Sometimes. And sometimes they're hard to distinguish.
> Reality
> is then what exists objectively and is not merely subjective. And if
> this is the measure of being then any experiencing of the subject is
> an inherently unreal experiencing of nothing. If we believe this We
> could then be fooled into believing that awareness is purely physical.
> This is solved by a better understanding of what it means to be real.
>
The only question is what is the cause of awareness in the world. Does it exist in co-terminous way with everything physical, does it get brought into the world as a distinctly different thing by certain physical things? Or is really just certain physical things interacting in a certain way?
> Claude Shannon states that the information associated with signals has
> nothing to do with their meaning. Yet it seems that in the assembly of
> matter into a device where information is most highly collected,
> processed and (presumably) stored we also have the creation of
> awareness. Perhaps there is in fact a relation between the two and
> perhaps someday as neurology and computer science progress we will
> find it and define it. What we find will be a relationship between
> what we now call physics and entropy and what we now call, for
> example, awareness.
>
Perhaps. Indeed, why not?
> We already have a lot of the picture. we know for example that vision
> has something to do with signals from
> the eyes traveling to the back of the head. We routinely use phrases
> like "he lost sight in one of his eyes". As imprecise as these are
> they are such an association. We need only make them precise enough to
> admit them to the physics somehow. I think neurology and cybernetics
> has a chance on achieving such generality.
>
So you are denying a physical basis for awareness or you aren't? It seems to me you are saying a little of both here.

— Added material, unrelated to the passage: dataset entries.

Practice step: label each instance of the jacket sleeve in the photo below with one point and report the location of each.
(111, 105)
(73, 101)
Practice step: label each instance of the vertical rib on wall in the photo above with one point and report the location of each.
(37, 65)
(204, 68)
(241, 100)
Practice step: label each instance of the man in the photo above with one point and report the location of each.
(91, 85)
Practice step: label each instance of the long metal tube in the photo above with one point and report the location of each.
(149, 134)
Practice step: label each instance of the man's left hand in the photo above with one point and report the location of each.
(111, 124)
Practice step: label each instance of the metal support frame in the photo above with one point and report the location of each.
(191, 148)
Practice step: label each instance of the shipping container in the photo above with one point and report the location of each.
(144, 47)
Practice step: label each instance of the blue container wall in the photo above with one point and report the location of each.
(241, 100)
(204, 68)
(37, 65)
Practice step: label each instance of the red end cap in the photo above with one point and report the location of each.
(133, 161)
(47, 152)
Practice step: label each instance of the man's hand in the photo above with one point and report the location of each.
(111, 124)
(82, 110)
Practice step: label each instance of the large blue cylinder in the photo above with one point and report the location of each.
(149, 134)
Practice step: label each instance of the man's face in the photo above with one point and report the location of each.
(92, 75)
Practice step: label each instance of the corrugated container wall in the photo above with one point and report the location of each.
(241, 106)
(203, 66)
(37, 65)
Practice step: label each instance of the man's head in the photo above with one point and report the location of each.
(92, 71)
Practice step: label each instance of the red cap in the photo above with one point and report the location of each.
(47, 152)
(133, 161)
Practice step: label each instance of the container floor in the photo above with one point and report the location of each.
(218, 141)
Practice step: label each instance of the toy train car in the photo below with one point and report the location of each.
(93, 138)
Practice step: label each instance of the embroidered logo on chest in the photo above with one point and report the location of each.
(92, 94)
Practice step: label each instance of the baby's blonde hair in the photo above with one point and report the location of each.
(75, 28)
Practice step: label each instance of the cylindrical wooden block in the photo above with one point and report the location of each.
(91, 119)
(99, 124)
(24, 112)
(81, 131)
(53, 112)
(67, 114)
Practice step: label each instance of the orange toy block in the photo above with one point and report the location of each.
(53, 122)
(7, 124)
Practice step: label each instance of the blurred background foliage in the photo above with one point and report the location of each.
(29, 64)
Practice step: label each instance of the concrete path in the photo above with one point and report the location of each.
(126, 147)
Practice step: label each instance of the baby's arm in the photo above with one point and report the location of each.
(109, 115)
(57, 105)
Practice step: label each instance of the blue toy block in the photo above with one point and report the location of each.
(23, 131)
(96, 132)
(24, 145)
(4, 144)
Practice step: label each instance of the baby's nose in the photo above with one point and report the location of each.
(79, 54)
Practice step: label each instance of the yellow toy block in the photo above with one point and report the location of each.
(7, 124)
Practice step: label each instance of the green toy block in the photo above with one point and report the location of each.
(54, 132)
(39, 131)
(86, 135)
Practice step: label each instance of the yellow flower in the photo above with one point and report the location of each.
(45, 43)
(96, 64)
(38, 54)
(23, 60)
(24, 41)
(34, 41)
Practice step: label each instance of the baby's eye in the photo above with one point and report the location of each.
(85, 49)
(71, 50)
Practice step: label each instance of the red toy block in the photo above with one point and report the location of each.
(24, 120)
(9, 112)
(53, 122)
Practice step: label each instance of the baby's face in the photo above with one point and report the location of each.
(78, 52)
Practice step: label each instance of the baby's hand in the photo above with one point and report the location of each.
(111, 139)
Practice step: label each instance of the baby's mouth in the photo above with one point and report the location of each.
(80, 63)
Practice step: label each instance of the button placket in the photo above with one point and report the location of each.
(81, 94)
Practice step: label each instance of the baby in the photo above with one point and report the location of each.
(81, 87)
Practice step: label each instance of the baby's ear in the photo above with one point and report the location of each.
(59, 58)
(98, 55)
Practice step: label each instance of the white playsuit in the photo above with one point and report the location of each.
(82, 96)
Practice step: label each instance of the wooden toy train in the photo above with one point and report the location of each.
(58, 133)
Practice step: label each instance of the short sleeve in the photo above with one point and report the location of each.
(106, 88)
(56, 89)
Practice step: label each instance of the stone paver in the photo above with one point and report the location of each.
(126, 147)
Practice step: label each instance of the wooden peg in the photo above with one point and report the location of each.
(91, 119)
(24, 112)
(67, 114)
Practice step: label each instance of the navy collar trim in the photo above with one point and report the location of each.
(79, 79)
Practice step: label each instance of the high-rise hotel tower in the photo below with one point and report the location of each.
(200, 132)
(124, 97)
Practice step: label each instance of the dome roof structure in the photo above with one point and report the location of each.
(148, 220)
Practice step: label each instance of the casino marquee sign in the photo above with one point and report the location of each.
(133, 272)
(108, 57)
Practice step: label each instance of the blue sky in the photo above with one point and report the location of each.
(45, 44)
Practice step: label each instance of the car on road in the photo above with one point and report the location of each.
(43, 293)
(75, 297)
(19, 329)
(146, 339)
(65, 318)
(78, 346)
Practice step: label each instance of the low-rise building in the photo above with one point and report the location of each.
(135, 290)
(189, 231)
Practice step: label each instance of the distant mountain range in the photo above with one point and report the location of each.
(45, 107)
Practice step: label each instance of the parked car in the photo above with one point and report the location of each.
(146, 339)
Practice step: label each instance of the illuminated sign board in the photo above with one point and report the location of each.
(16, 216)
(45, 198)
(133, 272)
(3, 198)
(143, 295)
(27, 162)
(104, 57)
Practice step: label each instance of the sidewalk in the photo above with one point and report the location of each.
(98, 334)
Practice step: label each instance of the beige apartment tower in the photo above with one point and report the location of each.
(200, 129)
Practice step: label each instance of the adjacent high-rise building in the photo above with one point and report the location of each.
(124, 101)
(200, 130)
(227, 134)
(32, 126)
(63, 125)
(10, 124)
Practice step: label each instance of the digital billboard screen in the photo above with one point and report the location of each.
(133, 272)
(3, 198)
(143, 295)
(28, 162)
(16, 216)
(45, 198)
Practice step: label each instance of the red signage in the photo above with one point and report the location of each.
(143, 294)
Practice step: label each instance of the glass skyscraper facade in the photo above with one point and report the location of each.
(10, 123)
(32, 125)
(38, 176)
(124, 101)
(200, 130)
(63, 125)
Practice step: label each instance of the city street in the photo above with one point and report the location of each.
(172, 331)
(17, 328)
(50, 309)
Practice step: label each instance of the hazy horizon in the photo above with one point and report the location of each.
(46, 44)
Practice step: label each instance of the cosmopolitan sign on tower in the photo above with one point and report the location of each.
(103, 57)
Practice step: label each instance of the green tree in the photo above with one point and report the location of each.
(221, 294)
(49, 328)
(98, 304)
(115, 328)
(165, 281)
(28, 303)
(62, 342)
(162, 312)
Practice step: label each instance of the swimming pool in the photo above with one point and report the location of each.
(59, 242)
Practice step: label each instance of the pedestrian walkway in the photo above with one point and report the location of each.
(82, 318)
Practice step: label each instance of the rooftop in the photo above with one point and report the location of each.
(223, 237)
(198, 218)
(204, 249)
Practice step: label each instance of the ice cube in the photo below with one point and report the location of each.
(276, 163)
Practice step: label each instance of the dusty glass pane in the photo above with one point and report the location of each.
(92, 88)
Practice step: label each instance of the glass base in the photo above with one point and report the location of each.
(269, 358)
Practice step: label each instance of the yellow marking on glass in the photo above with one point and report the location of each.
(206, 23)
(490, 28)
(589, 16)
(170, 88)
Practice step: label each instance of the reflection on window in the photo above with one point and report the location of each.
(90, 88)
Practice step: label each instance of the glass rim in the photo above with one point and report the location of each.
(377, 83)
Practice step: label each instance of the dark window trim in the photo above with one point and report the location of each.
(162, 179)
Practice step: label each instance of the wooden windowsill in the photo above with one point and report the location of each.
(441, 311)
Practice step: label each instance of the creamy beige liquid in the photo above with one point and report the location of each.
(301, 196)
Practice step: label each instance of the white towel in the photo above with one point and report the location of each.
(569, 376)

> That will be a new scientific principle and we may deem the result a
> part of what we will then call "physics". Absent that advance the
> relationship between awareness and physics is unknown and it seems
> misleading to ascribe to the current physics predictions that it does
> not make.
>
Ah, so you are looking for the missing principle but don't deny it may be just another one that applies to the dynamics of physical phenomena?
Dennett's point is that we don't need to find some new, missing deep physics principle, that what we already have is likely to be enough.

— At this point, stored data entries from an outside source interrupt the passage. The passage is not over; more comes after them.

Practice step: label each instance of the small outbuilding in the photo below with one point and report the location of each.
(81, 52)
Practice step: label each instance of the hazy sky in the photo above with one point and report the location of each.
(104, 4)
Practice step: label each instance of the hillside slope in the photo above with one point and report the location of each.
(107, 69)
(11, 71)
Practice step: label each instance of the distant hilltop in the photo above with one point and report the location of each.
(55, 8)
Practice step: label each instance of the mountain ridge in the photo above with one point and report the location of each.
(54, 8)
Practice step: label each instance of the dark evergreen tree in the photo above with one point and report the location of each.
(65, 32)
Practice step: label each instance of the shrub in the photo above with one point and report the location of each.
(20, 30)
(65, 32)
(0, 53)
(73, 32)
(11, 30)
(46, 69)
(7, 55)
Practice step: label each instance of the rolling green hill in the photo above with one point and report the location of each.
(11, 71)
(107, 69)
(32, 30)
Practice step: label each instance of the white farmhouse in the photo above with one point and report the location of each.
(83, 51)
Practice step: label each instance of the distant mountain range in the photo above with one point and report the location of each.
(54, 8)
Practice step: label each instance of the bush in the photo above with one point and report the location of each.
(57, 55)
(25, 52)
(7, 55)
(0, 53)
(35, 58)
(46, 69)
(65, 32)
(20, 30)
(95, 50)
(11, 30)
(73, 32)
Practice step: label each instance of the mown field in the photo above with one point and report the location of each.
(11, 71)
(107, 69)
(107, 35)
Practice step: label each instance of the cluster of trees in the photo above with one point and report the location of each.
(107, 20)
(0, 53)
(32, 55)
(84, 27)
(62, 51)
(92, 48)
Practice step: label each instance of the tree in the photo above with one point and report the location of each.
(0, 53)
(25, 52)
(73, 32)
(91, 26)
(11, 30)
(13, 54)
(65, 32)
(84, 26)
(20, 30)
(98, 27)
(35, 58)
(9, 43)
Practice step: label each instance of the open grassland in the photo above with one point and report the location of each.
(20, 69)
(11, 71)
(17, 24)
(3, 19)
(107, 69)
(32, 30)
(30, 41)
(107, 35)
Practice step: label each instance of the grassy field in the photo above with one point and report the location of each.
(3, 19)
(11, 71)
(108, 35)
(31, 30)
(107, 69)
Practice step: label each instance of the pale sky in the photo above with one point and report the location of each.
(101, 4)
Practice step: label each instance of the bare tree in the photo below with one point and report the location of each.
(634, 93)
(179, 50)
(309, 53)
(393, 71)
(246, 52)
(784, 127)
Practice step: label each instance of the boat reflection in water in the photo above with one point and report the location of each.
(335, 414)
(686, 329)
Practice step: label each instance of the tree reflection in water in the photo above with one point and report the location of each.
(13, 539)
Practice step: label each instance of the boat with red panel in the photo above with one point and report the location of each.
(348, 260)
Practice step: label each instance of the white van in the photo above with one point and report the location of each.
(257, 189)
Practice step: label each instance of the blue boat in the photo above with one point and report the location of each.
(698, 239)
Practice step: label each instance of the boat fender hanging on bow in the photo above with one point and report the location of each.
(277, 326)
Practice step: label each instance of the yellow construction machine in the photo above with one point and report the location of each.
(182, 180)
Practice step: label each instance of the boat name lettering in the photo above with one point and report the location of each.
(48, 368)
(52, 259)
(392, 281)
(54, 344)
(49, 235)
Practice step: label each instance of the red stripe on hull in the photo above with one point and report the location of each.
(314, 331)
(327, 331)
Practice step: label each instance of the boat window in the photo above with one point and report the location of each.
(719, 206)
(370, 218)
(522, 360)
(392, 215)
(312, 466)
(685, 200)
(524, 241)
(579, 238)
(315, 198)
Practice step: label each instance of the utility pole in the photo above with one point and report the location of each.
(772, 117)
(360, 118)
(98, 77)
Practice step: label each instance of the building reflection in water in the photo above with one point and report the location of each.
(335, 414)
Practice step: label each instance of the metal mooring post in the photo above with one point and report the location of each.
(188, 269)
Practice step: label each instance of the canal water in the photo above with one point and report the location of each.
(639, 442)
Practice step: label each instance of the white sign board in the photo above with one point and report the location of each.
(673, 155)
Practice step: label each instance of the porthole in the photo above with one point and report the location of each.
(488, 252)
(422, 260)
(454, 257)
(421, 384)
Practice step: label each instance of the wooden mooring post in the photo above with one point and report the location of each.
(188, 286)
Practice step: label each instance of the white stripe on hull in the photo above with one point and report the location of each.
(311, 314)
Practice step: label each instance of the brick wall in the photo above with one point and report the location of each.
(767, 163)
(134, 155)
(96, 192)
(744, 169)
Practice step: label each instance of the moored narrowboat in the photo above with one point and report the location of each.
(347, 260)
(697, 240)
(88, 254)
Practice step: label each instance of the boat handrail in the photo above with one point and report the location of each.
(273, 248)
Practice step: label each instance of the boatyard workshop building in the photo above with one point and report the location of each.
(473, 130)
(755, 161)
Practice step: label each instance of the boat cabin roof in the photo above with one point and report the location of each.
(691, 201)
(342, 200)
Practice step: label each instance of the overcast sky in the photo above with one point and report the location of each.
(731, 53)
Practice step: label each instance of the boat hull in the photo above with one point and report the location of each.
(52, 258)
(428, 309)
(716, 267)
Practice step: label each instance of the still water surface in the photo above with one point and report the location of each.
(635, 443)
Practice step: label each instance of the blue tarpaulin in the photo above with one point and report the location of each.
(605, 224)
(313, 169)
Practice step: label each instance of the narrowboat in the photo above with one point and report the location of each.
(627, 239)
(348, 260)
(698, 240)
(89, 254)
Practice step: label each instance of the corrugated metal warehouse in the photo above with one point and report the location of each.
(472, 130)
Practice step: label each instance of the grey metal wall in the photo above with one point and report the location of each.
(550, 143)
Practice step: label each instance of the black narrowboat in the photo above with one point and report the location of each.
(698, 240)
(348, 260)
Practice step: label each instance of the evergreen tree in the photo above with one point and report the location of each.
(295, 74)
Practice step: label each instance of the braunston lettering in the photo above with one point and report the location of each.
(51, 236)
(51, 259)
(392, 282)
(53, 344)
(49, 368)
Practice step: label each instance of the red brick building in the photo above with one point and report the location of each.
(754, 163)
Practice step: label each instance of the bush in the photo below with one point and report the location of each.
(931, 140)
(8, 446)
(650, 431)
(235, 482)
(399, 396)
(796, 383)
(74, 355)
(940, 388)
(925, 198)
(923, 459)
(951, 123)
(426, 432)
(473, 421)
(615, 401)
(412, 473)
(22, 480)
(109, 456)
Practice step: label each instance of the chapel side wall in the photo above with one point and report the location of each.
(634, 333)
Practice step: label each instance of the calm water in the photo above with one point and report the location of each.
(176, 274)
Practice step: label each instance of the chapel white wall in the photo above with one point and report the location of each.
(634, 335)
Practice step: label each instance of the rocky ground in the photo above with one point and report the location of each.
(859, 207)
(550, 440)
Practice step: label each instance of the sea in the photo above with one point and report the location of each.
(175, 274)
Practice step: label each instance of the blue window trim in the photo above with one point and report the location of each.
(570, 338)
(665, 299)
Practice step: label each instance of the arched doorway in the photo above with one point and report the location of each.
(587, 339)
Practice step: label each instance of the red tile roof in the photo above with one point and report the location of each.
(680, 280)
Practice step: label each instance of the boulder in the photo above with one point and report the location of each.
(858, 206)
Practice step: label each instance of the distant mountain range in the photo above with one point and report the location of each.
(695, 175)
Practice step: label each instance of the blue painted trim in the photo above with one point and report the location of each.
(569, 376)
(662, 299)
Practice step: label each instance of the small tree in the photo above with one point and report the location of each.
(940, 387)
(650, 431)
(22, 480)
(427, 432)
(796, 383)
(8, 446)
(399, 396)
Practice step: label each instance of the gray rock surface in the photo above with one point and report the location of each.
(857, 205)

> Once the association is known we will be able to do that. We will be
> able to say that if a particular arrangement of matter is made then an
> awareness forms or occurs. But when we do that the awareness that
> forms will not in fact be reducible to the arrangement. It will be a
> result of it.
>
If it is the "result of it" then it is reducible in the causal sense which is all that is at issue here. One needn't deny that consciousness is a different level of reality than the physical behavior of matter and its constituents to recognize that consciousness is dependent on a physical platform like brains.
> Perhaps even a new form of the word "be" will have to be added to the
> list in the other thread as such an assignment will be different than
> those in the list.
>
>
I don't think that's needed, but Sean has, on occasion, suggested it might be.